We know that biogenic amines such as histamine increase when food ripens, ages, and spoils, Dr. Irani says. That's why "histamine is most often found in fermented foods," such as wine and cheese, she adds. Other examples of fermented foods include kimchi, pickles, and cured meats. It's hard to measure how much histamine a food contains, because amounts can vary depending on how long it ferments or even how it's stored. Some people also claim that certain foods can naturally be "histamine liberators," meaning they release histamine, such as avocados, citrus fruits, and eggplant. However, there's no scientific proof that this is the case, she adds. And others swear that egg whites and chocolate are histamine bombs and should be avoided.

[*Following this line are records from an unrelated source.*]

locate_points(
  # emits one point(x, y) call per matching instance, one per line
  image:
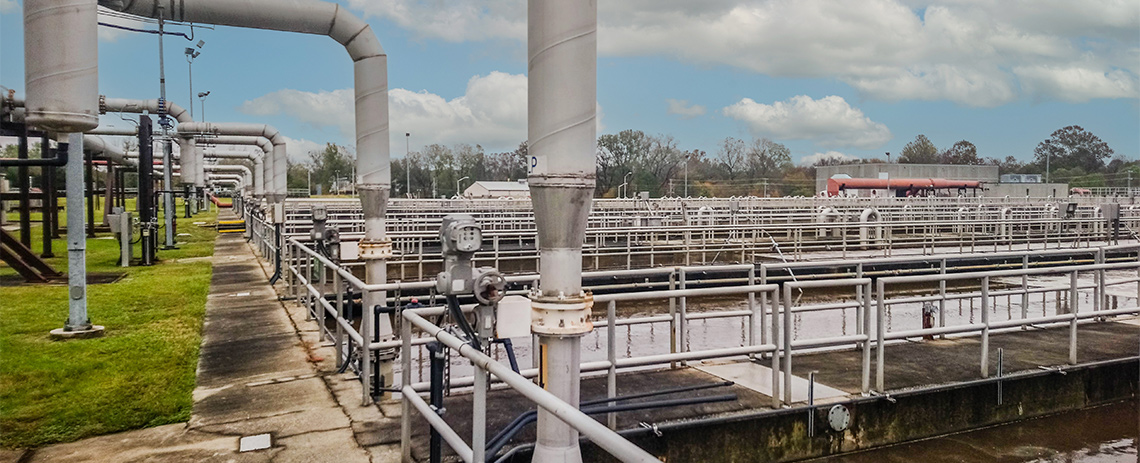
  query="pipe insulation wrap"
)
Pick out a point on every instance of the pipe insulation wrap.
point(562, 133)
point(310, 17)
point(274, 175)
point(62, 64)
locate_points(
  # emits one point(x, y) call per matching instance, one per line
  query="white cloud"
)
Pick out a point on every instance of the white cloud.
point(491, 113)
point(107, 33)
point(968, 51)
point(299, 148)
point(828, 121)
point(812, 159)
point(681, 107)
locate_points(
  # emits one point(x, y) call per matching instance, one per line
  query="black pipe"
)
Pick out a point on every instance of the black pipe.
point(277, 254)
point(145, 197)
point(46, 180)
point(90, 194)
point(616, 408)
point(438, 355)
point(25, 192)
point(527, 417)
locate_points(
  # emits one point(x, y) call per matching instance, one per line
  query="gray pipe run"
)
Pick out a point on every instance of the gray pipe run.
point(252, 159)
point(371, 90)
point(62, 80)
point(261, 163)
point(275, 163)
point(244, 172)
point(561, 132)
point(189, 164)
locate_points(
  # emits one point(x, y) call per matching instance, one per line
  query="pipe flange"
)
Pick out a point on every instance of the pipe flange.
point(561, 315)
point(375, 249)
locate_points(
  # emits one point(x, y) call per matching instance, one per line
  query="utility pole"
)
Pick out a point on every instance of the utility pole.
point(407, 164)
point(687, 157)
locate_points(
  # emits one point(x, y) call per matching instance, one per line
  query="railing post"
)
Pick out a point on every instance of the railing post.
point(684, 318)
point(985, 329)
point(752, 308)
point(611, 354)
point(340, 315)
point(775, 354)
point(405, 381)
point(787, 343)
point(942, 294)
point(1025, 287)
point(673, 318)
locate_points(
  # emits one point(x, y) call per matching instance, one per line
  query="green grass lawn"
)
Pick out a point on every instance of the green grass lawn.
point(140, 373)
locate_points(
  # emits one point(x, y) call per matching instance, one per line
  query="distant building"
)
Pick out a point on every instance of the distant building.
point(991, 184)
point(512, 189)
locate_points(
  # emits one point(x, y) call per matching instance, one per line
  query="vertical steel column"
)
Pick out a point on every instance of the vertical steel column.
point(787, 343)
point(775, 354)
point(405, 381)
point(611, 354)
point(866, 344)
point(46, 184)
point(1073, 311)
point(752, 308)
point(168, 193)
point(880, 331)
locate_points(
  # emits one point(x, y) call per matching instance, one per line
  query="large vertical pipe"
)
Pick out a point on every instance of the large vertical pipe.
point(561, 128)
point(60, 71)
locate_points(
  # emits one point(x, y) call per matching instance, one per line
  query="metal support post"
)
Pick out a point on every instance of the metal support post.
point(880, 331)
point(168, 193)
point(611, 379)
point(78, 322)
point(787, 342)
point(1073, 311)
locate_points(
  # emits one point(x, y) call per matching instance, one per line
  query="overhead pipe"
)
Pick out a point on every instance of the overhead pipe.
point(60, 74)
point(561, 132)
point(262, 164)
point(371, 89)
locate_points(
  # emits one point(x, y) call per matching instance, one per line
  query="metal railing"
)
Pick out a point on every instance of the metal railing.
point(326, 289)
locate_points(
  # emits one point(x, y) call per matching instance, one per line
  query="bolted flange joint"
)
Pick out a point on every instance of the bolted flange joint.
point(375, 249)
point(561, 315)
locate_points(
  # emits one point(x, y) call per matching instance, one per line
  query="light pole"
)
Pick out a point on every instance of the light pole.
point(457, 185)
point(407, 164)
point(202, 97)
point(190, 54)
point(687, 157)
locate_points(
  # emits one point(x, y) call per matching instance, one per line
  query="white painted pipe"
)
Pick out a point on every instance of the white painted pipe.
point(262, 164)
point(62, 64)
point(60, 74)
point(561, 129)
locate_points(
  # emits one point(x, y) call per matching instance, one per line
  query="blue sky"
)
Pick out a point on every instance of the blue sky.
point(853, 79)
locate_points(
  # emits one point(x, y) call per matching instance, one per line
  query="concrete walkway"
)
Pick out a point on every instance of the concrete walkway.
point(260, 372)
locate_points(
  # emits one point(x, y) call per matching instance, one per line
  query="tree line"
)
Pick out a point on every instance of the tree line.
point(633, 161)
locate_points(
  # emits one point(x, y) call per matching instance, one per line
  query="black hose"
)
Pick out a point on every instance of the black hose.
point(527, 417)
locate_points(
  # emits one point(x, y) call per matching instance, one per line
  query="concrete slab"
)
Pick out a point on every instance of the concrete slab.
point(758, 378)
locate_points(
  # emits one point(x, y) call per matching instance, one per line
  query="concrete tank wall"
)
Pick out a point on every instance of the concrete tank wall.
point(986, 173)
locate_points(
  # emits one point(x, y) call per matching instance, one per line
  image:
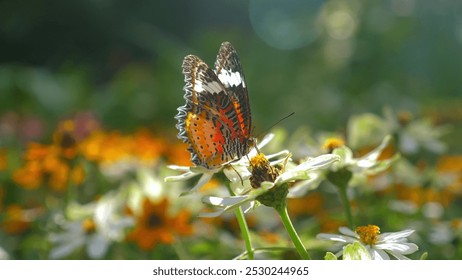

How do you fix histamine intolerance?

Many "low-histamine diets" on the internet suggest that you should just steer clear of any food that you believe might have histamine in it. However, researchers say that you should "avoid generalized, restrictive, and long-term low-histamine diets that unnecessarily reduce patients' quality of life." Other studies suggest that taking an antihistamine before eating helps quell these sort of symptoms, too. But, if you know that a certain food makes you feel ill every time you consume it, that's a clear sign you should see an allergist or healthcare provider who can test for food allergens and diagnose you appropriately.
As the study author in a German study about histamine points out, the fact that so many people on the internet claim to have histamine intolerance might actually make more people believe that they, too, have it. In other words, just because someone posted about having a histamine intolerance or allergy doesn't necessarily mean you do, too.